Historical note and terminology

Atypical teratoid/rhabdoid tumor of the central nervous system is a rare, highly malignant disease that occurs primarily in young children. The disease is often simply referred to as ATRT. It was first identified by Rorke and colleagues as a unique tumor type in 1987. Before that time, patients with atypical teratoid/rhabdoid tumor were often misdiagnosed as having medulloblastoma or other embryonal tumor. This is understandable as approximately two thirds of atypical teratoid/rhabdoid tumors have components that resemble medulloblastoma or other embryonal tumors (42). In addition to rhabdoid cells, atypical teratoid/rhabdoid tumors often contain malignant epithelial and mesenchymal components that further distinguish them from medulloblastoma or other embryonal tumors. Because it histologically resembles the rhabdoid tumor of the kidney, atypical teratoid/rhabdoid tumor was sometimes referred to as malignant rhabdoid tumor of the brain or central nervous system (17) before it was recognized as a distinct entity. The World Health Organization began classifying atypical teratoid/rhabdoid tumor as embryonal grade IV neoplasm in 1993 (32).
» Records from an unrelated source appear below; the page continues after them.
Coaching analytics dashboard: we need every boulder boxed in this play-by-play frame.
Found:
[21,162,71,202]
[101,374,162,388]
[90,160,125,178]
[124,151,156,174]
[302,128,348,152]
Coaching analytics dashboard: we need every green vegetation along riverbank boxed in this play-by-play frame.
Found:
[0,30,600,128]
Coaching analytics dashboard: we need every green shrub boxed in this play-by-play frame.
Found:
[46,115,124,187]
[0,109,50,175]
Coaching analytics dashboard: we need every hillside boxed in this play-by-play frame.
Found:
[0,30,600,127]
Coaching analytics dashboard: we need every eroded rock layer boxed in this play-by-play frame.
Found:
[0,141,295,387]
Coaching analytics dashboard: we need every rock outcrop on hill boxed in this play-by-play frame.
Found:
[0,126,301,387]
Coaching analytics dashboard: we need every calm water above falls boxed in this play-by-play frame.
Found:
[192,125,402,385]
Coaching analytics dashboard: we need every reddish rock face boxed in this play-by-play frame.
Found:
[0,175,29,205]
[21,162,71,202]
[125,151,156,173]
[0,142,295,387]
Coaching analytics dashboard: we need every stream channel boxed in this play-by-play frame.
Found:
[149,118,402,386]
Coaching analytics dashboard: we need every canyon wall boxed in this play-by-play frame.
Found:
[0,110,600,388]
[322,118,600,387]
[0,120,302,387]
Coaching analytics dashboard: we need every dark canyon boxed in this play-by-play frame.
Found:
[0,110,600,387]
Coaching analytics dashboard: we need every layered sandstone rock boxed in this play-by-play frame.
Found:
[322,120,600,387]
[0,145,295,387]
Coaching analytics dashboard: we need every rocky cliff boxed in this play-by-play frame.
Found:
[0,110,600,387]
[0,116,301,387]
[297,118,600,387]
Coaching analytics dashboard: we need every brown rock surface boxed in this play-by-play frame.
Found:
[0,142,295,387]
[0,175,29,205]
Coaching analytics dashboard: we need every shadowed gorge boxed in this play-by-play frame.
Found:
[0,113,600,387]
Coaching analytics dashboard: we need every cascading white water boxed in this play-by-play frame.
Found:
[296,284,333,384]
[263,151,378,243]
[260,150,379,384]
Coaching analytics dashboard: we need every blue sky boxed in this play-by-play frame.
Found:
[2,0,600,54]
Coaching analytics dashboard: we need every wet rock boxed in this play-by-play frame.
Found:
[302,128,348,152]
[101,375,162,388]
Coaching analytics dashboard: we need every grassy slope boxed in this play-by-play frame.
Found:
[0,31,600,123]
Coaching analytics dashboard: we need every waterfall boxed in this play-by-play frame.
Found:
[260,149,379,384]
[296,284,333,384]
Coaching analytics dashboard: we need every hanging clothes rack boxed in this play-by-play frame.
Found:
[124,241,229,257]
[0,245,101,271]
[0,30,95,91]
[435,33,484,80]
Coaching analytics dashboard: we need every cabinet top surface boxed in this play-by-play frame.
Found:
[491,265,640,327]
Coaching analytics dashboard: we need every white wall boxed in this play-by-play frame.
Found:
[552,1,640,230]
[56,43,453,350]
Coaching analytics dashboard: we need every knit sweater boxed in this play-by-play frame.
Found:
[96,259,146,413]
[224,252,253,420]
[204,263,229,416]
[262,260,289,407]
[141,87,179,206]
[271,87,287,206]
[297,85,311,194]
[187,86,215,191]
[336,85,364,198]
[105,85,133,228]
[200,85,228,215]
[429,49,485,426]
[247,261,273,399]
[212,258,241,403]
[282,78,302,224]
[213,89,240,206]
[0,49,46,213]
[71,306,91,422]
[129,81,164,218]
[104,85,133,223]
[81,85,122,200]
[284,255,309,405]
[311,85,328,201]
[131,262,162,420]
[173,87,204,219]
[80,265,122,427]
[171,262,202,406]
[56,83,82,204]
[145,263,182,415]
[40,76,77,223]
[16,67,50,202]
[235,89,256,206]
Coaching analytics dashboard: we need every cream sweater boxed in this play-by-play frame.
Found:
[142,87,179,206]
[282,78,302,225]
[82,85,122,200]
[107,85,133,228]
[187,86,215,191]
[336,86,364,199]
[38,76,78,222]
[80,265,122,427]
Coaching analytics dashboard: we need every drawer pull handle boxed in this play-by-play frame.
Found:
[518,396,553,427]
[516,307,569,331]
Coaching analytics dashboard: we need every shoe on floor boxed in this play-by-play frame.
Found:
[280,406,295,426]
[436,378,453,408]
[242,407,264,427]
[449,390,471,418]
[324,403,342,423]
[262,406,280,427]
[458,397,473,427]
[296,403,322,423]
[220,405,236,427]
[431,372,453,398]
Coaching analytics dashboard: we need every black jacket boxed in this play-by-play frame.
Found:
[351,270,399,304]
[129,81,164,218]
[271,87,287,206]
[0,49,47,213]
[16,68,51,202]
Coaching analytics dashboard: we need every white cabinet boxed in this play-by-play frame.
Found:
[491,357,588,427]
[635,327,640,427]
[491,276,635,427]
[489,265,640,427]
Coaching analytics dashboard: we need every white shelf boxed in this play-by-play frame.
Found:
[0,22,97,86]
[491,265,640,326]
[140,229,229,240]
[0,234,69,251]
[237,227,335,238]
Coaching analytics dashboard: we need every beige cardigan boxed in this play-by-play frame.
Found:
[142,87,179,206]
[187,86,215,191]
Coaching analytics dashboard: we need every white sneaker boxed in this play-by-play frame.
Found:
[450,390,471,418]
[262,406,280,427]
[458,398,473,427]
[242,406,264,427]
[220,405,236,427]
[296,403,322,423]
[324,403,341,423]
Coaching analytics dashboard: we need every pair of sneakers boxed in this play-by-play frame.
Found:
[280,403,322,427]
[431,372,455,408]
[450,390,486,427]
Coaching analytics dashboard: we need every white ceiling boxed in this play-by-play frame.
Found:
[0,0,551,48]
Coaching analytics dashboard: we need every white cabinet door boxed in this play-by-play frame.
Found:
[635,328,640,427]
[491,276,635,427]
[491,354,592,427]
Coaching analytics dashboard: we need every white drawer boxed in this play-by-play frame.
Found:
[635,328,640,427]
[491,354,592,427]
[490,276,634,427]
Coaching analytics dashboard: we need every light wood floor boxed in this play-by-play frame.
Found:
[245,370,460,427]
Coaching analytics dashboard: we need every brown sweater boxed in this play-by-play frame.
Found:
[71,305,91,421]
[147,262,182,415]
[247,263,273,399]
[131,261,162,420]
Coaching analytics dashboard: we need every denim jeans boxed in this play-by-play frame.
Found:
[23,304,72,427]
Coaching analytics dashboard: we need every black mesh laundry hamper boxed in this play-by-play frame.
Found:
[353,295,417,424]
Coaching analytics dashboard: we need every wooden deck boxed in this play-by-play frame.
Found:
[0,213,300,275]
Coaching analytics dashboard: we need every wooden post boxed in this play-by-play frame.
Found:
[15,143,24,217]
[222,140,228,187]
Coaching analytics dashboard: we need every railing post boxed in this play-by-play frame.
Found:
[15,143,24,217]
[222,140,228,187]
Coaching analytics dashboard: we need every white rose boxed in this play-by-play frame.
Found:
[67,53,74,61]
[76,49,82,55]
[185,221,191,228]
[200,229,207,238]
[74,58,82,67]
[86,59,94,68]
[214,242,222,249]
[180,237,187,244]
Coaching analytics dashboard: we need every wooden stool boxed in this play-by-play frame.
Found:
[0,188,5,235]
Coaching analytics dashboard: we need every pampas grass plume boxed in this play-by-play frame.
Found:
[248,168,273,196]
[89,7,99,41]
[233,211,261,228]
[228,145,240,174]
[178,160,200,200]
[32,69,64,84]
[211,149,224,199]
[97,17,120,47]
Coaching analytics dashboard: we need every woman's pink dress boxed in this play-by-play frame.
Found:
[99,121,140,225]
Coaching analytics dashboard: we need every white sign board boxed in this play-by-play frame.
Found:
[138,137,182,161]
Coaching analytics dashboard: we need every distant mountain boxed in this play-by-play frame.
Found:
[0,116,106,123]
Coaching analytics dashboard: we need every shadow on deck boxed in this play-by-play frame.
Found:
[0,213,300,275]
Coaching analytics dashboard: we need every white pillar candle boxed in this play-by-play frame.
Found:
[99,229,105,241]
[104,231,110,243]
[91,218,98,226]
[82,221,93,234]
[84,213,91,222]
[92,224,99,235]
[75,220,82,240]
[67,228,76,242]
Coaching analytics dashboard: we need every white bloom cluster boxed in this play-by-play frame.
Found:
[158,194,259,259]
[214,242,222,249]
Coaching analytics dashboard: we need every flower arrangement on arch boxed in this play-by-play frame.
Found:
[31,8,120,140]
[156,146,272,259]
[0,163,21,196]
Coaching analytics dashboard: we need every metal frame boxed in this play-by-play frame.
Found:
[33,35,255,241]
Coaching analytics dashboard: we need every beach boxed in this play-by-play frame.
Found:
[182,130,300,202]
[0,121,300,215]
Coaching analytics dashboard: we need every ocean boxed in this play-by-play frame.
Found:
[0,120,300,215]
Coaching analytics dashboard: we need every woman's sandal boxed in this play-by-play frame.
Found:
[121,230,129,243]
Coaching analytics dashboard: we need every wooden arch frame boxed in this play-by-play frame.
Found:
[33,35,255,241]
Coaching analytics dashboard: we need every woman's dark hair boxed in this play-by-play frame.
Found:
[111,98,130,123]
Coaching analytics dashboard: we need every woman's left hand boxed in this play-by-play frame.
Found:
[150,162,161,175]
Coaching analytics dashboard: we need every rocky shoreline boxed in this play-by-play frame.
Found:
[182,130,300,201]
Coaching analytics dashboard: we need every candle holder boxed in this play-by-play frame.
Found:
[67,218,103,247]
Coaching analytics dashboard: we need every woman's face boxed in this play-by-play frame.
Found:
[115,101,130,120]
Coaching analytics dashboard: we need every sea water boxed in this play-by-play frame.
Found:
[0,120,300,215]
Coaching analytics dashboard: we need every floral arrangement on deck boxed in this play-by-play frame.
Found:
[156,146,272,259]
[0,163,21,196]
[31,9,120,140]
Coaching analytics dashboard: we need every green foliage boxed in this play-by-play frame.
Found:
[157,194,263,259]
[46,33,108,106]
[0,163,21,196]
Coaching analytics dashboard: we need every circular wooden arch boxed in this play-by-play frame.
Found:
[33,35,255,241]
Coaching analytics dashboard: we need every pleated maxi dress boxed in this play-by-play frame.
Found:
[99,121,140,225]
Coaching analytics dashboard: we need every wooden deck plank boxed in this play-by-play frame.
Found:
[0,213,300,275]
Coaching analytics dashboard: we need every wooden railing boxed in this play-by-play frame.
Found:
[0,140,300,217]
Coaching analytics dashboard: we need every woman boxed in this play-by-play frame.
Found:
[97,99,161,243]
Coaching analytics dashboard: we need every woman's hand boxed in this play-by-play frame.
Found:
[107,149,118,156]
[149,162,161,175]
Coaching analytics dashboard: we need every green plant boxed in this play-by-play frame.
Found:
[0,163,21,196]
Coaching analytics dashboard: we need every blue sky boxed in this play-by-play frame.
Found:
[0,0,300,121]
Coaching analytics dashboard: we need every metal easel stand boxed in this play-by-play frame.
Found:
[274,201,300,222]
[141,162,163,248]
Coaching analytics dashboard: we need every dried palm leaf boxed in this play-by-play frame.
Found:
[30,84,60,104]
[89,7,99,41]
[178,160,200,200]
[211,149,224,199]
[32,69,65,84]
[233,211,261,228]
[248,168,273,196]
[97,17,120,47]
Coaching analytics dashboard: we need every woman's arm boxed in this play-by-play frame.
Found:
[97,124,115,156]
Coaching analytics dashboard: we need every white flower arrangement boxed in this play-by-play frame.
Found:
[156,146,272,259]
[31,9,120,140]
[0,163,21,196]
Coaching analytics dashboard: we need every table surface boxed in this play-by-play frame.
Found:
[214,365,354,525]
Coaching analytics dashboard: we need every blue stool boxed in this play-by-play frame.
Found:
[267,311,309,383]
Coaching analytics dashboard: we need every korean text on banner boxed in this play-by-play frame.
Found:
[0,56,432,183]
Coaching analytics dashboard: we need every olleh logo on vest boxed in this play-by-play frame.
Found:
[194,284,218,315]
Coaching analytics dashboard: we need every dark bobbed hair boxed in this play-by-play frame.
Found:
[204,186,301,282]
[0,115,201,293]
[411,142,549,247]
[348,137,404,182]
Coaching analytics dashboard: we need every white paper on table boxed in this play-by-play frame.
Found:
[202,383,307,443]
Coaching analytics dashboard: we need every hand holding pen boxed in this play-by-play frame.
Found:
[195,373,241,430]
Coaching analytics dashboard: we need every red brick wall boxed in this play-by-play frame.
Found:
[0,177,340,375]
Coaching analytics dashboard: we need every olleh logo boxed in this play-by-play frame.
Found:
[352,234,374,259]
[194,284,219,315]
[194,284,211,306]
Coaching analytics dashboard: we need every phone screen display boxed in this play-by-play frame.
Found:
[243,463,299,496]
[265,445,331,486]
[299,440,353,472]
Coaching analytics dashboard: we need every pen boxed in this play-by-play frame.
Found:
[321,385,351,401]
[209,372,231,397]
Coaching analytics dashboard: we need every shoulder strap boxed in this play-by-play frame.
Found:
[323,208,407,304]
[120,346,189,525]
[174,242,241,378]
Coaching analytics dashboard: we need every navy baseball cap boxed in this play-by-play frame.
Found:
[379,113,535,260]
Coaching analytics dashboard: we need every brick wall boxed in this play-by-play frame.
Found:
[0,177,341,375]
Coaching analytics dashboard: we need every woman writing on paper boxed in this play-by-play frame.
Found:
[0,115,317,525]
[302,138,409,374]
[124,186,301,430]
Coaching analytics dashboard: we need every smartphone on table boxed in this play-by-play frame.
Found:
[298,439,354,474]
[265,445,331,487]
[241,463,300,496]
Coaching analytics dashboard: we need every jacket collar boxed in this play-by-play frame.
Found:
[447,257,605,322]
Work by Biegel and colleagues identified recurrent deletions/translocations of chromosome 22 as characteristic cytogenetic abnormality in the majority of atypical teratoid rhabdoid tumors (05). The deletions target the SMARCB1 gene in chromosome band 22q11.2, which demonstrates biallelic mutations, deletions, or intragenic duplications in up to 98% of atypical teratoid rhabdoid tumors (06).

Several names are given to the mutated gene in atypical teratoid rhabdoid tumor. It is referred to here as SMARCB1, as this is now its official Human Genome Organization (HUGO) name (31). Other names used for this gene are SNF5, INI-1, and BAF47; they all refer to the same gene or encoding protein.

In 2014, Hasselblatt and colleagues demonstrated that biallelic inactivation of SMARCA4 (or it’s protein BRG-1) was associated with somatic and germline alterations in patients with atypical teratoid/rhabdoid tumor and rhabdoid tumor predisposition syndrome (RTPS), further expanding the diagnostic criteria for atypical teratoid/rhabdoid tumor (23).

Since the description of BAF47/INI1 protein expression using immunostaining (30; 29), atypical teratoid/rhabdoid tumors have been increasingly recognized and frequently diagnosed (52).